Gregory Soter, a State Department counterterrorism specialist and a former Army Special Forces officer, is not surprised that so much security work is being contracted out, including Bremer's personal security. "Who would normally protect Bremer? The military. There are not a lot of military units that do VIP protection. The ones that do are usually from the military police, and the military police are in big demand for other things. There just aren't enough to go around," Soter says. Bremer's bodyguards come from Blackwater, a North Carolina firm.

Because the security situation in Iraq is so perilous, every aid organization and contractor, even those not directly involved in security, must hire subcontractors for protection. Texas-based Halliburton, the largest contractor in Iraq with 24,000 employees there, has had 30 employees and subcontractors killed in recent weeks. As a result, the company suspended convoys for several days in April in order to put new security measures in place, according to company spokeswoman Wendy Hall.

As security worsens, the number of contract security workers continues to grow. On April 1, the Coalition Provisional Authority issued a notice seeking contractors capable of providing security for fuel convoys traveling between Kuwait and points throughout Iraq. Contractor vehicles are to be equipped with "a mid- to long-range weapon mounted such that it can provide 360-degree coverage around the vehicle" and each employee is to be armed with a personal automatic rifle.

U.S. officials are increasingly concerned about the accountability of the thousands of guns-for-hire now on the ground in Iraq. A planning document states that after the transition to Iraqi control, the U.S. "[chief of mission] and the combatant commander will ensure that every U.S. citizen in Iraq is accountable either to the U.S. Mission or to the Multinational Force Command," yet it is not clear how this will be managed.

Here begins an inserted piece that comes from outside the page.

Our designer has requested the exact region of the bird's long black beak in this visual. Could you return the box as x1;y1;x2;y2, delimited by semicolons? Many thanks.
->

It also fails to account for the thousands of foreign nationals working on security contracts in Iraq.

"There are a lot of questions that have to be addressed," says Soter. "Where's the liability if they shoot someone in the performance of their duty? What are the rules of engagement? Do they have formally established relationships with U.S. intelligence assets? All those things have to be worked out before there are problems on the ground."